La vergogna espressa dal Papa nasce dall’inchiesta choc della Commissione Indipendente voluta dai vescovi francesi, une “monstrueuse déflagration”, cioè una “deflagrazione mostruosa”, anzi “uno tsunami dopo il quale – si spera – nulla sarà come prima”.

C’è veramente da essere colpiti ma non meravigliati se si tiene conto di analoghe inchieste avvenute in altre parti del mondo che hanno dato dei risultati anche peggiori.

Sono stati, infatti, 216.000 i minori violentati nella Chiesa francese dal 1950 a oggi.  I preti pedofili sono stati fra i 2.900 e i 3.200. Il numero degli abusati di 330.000.

Il Papa, utilizzando il termine: “vergogna”, ha reso manifesto il suo profondo e amaro turbamento.

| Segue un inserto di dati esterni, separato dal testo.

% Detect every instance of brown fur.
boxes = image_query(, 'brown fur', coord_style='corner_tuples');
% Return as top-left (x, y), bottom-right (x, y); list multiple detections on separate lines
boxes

Sono convinto che, dopo questa manifestazione del sentimento di rigetto del Papa, non sia più possibile ai preti  nascondere o nascondersi dietro il paravento della loro fragilità umana, che per lungo tempo, anche con le coperture di non pochi vescovi, hanno eretto una barriera che ha aiutato  a vivere e a far vivere ipocritamente e ad  esercitare un ministero, a quanti si sono macchiati di questo orrendo peccato, dimenticando o cancellando dal Vangelo quanto Gesù ha detto  “Chi scandalizza anche uno solo di questi piccoli che credono in me, sarebbe meglio per lui che gli fosse appesa al collo una macina girata da asino, e fosse gettato negli abissi del mare” (Matteo 18 ).

Mi sorgono spontanee delle domande ovviamente provocatorie: dalle ceneri degli scandali della pedofilia in tutto il mondo, sorgerà, finalmente una Chiesa che avrà voglia di pulizia e rinnovamento? Educherà la Chiesa ad un nuovo concetto di sessualità? Nascerà una nuova generazione di preti?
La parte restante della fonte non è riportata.